The carnival this year celebrates the 75th anniversary of “The Wizard of Oz” movie. A snow version of the Emerald City’s castle is planned, and a Yellow Brick Road theme is in the works for a ski-slope poker run. Also: live music, fireworks, torchlight parade, a kids carnival, snow-sports competitions and a two-day Ski 4 Kids event. Oz costumes encouraged; take your ruby ski boots. More event details here.
2 3 courses for $29 - it's Portland Dining Month
March 1-31, 90 locations across Portland; downtownportland.org/dining-month
“Your key to the city is a fork,” they’re saying in Portland.
March is Portland Dining Month, during which more than 90 participating restaurants — from Acadia Restaurant to Zeus Cafe — serve up three courses for $29. A donation is made to the Oregon Food Bank with each OpenTable reservation made using links from the event’s website. Here’s where to find a list of participating restaurants.
It’s perfectly progressive Portland, so of course vegetarian, vegan and gluten-free options are available (and searchable online).
3 Vancouver, B.C., shows its 'Chutzpah!'
Various venues and ticket prices, through March 9; chutzpahfestival.com
Chutzpah!, an annual festival of Jewish performing arts, continues through March 9 in Vancouver, B.C.

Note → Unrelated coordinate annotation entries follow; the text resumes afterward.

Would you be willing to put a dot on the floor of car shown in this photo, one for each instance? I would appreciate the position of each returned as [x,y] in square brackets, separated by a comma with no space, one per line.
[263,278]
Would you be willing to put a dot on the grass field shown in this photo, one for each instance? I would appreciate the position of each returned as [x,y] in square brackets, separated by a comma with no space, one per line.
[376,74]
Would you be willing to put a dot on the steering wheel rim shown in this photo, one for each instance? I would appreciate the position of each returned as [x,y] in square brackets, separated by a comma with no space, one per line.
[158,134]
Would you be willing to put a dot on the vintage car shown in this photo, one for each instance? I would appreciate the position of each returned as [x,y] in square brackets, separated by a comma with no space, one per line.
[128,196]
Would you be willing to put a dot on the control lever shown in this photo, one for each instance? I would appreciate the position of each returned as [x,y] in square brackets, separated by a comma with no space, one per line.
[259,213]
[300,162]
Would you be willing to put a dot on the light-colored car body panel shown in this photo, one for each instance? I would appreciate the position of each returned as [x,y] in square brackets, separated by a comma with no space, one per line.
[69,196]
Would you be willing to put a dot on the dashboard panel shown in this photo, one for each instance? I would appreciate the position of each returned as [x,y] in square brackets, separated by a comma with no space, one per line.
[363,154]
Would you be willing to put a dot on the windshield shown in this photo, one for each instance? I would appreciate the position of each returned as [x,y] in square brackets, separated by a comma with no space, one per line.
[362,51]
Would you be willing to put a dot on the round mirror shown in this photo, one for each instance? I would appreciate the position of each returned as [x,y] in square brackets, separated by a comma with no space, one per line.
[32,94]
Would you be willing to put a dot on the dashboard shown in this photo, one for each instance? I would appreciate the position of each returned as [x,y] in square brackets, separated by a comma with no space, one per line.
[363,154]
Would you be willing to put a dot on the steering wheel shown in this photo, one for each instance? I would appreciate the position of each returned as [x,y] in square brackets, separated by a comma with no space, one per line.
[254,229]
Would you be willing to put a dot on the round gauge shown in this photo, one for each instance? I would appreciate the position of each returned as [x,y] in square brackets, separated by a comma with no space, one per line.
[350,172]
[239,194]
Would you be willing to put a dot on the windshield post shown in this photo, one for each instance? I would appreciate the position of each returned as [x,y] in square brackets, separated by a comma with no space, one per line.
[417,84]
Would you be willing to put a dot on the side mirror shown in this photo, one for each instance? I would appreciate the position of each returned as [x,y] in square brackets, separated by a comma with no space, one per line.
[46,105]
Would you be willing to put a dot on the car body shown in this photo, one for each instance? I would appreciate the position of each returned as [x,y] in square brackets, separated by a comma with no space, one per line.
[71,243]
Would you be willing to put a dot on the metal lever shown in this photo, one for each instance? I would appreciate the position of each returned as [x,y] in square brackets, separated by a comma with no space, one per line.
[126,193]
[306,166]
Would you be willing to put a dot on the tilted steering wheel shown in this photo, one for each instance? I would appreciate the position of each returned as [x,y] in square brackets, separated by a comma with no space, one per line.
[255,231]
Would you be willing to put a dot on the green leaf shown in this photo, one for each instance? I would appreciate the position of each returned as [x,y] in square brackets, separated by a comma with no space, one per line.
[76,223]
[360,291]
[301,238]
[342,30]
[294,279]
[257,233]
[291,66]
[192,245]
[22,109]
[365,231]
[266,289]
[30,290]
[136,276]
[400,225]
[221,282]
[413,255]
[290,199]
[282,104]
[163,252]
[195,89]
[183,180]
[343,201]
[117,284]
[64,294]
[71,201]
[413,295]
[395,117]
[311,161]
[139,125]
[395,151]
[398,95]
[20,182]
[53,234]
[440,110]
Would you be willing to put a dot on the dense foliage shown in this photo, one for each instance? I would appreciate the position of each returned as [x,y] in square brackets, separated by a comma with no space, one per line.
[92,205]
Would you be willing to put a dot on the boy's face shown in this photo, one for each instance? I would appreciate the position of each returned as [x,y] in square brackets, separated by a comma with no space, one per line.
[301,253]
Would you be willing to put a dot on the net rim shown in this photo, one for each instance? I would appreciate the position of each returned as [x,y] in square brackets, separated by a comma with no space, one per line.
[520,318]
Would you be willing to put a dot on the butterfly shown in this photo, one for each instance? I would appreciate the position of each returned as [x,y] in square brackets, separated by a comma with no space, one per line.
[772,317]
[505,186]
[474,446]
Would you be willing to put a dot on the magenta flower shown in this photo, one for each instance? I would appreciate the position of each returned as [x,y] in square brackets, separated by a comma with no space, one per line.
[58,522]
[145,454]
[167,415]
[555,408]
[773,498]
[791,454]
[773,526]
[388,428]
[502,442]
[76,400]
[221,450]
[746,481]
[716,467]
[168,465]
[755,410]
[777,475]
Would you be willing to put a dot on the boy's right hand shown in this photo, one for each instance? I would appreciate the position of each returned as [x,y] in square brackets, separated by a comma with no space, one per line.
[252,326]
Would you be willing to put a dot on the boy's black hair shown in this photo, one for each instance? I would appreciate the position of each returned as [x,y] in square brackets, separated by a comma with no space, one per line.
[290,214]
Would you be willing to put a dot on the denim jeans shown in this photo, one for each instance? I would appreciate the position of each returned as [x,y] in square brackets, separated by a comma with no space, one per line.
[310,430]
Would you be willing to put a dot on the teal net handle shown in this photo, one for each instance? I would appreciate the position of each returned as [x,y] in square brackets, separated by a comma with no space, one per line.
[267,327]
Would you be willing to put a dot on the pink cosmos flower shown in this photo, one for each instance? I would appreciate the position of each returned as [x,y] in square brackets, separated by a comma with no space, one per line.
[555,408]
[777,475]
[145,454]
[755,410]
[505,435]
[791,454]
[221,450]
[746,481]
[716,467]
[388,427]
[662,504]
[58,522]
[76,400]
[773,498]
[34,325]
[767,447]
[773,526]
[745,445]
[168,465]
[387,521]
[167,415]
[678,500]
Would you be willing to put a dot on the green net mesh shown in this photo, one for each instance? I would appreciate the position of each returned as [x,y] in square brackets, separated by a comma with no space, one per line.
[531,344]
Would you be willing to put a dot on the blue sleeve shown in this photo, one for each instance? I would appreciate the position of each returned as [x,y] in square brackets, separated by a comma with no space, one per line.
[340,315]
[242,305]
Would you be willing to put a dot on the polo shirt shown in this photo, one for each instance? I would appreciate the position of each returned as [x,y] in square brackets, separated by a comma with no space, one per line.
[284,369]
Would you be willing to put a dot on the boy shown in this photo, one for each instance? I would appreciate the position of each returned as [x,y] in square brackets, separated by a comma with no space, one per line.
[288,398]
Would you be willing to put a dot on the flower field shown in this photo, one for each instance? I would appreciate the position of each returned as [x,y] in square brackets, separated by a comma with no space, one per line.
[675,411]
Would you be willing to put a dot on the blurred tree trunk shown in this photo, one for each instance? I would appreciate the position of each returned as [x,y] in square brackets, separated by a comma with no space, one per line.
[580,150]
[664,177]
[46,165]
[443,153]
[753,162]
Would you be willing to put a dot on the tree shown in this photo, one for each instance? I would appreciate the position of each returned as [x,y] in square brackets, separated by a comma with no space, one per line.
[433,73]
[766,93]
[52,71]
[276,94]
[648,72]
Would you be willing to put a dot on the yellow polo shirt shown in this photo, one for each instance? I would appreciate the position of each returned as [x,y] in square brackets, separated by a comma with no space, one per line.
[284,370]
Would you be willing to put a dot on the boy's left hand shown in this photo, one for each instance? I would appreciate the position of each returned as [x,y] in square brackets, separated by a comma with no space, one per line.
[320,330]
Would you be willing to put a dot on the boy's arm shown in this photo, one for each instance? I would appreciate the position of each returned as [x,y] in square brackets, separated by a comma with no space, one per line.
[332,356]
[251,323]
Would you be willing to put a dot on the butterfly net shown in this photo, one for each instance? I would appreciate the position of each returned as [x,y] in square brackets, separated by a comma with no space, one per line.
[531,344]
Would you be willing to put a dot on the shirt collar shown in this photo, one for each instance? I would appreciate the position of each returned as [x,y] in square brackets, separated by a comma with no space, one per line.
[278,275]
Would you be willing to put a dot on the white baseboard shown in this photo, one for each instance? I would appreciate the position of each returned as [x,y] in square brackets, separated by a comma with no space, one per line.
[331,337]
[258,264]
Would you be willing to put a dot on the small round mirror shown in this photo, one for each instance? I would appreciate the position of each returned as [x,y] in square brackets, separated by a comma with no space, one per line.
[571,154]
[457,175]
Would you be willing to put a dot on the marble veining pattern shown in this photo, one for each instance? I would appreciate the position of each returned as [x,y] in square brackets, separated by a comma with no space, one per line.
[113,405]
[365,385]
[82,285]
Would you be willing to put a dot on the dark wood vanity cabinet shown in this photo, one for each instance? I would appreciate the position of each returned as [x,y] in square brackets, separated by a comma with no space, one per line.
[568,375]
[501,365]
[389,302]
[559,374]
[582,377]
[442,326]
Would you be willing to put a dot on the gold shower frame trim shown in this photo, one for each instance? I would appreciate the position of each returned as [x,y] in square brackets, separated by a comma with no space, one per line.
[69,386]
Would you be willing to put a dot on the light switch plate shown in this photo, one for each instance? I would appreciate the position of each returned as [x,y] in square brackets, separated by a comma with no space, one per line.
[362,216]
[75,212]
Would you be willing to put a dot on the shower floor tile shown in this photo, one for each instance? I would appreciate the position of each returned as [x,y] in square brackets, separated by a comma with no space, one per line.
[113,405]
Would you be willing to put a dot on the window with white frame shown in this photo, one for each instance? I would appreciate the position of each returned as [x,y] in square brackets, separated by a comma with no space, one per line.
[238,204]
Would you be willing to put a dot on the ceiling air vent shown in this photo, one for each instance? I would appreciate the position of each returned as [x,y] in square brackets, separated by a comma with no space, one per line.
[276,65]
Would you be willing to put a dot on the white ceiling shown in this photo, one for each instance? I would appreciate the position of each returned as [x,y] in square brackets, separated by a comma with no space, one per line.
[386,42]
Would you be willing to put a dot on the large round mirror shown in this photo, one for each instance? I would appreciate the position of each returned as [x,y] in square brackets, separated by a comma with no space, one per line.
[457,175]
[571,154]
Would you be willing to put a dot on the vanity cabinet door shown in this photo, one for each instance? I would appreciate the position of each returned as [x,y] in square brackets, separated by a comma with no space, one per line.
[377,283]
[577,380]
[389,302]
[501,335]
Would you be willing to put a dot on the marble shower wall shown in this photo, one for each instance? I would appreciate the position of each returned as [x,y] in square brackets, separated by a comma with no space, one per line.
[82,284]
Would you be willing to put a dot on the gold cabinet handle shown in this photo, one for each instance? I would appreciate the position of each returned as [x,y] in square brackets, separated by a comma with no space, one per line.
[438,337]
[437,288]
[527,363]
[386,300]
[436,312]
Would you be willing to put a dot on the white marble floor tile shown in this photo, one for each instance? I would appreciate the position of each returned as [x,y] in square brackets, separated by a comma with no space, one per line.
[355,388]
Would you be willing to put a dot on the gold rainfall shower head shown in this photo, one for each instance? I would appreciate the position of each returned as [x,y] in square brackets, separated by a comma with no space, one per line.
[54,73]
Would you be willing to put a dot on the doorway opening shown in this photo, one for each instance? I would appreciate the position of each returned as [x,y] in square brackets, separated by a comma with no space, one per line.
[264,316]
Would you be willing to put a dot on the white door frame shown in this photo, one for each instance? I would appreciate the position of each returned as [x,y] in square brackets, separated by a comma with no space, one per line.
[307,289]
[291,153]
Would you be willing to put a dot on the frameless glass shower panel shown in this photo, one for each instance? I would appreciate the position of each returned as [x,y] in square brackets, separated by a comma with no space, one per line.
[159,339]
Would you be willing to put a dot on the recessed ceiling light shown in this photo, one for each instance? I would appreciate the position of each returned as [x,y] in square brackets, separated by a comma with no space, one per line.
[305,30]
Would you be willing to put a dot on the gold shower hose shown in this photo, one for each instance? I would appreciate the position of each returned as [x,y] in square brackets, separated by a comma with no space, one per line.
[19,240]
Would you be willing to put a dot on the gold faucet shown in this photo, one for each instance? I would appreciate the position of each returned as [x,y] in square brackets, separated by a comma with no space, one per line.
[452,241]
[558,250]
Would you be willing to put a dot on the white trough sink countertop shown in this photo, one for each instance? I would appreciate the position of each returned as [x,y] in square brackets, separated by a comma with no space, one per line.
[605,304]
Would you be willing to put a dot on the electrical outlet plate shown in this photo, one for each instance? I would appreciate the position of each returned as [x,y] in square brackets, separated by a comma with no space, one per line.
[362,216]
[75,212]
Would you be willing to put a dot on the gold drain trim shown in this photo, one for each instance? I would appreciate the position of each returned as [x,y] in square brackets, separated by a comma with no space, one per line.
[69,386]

This weekend’s offerings include dance by a collaboration of Vancouver’s Donald Sales and Ate9 Dance Company in “gR33N,” which elaborates on envies, illnesses, greed and ignorance. Or see “Hirsch,” a dramatic study of Hungarian-born director John Hirsch, who was orphaned in the Holocaust at age 13 and went on to become a significant figure in Canadian theater. It’s fresh from a successful run at the Edinburgh Fringe Festival.